Since the classes at Earth Fare are free, it is understandable that each audience member doesn’t make his own version of the dish while at Earth Fare. Earth Fare has not set a per-class budget for Perkins, but he says teaching vegetarian classes is always cheaper since there is no cost of meat involved.
Perkins says one of his most interactive classes to date was a French class in which he passed out individual pieces of parchment for audience members to wrap their own zucchini and salmon packages and then they cooked them collectively. For liability reasons, Earth Fare strays away from letting people use knives or get close to heated surfaces.
But audience members can get involved in different ways. Perkins is highly responsive to e-mails and suggestions. Since she is from Germany, Stricker contributed one of her recipes to Perkins via e-mail for a German cooking class. Perkins ended up using her recipe.
Stricker also finds the recipe handouts very useful. After attending her first class, she tried two of the five listed recipes. “One is for pita bread which I make now nearly every month,” she says. “I just love it and it fits a lot of dishes.”

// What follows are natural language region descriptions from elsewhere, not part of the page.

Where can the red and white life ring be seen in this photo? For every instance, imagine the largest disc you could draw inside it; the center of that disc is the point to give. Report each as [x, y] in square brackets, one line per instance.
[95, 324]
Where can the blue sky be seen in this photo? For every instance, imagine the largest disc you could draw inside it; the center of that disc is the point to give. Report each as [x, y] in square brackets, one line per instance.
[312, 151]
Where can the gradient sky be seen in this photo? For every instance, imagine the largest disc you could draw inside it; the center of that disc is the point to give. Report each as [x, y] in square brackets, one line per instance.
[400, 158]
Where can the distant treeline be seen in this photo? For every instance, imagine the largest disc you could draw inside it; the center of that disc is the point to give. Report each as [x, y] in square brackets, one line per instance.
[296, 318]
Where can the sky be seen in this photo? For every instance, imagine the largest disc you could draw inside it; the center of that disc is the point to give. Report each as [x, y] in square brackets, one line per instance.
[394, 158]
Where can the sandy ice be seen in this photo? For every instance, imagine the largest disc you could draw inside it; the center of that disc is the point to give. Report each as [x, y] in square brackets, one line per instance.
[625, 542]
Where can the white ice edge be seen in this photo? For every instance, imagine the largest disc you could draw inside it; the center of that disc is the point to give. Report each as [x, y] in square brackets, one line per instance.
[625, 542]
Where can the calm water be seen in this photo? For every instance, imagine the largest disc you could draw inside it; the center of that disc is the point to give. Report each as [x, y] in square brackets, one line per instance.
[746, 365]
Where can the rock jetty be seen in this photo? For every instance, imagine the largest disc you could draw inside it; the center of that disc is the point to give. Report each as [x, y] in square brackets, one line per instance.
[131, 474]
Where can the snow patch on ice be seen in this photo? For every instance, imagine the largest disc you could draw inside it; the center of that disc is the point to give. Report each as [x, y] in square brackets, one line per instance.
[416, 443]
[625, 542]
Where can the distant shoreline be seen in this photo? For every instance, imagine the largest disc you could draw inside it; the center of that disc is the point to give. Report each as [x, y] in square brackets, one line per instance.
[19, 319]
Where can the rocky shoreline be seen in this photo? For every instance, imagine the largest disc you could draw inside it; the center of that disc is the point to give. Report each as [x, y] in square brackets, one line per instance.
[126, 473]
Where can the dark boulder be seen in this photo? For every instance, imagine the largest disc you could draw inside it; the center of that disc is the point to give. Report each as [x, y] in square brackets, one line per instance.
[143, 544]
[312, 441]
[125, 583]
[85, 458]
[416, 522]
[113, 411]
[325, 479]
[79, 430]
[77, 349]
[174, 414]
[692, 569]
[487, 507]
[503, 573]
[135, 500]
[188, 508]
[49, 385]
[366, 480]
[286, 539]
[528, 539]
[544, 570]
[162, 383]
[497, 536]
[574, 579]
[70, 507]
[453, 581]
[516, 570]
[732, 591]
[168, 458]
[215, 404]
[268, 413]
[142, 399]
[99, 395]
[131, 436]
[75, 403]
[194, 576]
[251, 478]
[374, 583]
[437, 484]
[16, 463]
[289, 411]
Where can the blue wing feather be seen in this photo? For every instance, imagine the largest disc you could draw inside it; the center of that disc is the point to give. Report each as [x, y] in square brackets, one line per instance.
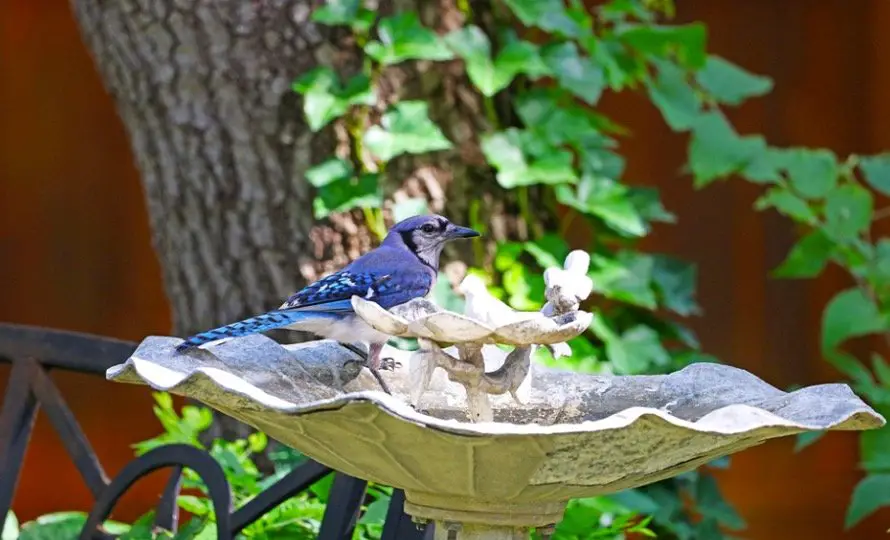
[383, 276]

So where is the culinary world going? According to Perkins, things are looking much better from when he was growing up, when grocery stores had only iceberg or romaine lettuce. He sees the restaurant market compartmentalizing to reach certain audiences, such as raw food restaurants or more African inspired foods, such as Ethiopian cuisine.
And what about the fast food king McDonalds in this diversified world of ethnic foods? “I think they will probably nod their heads,” Perkins predicts.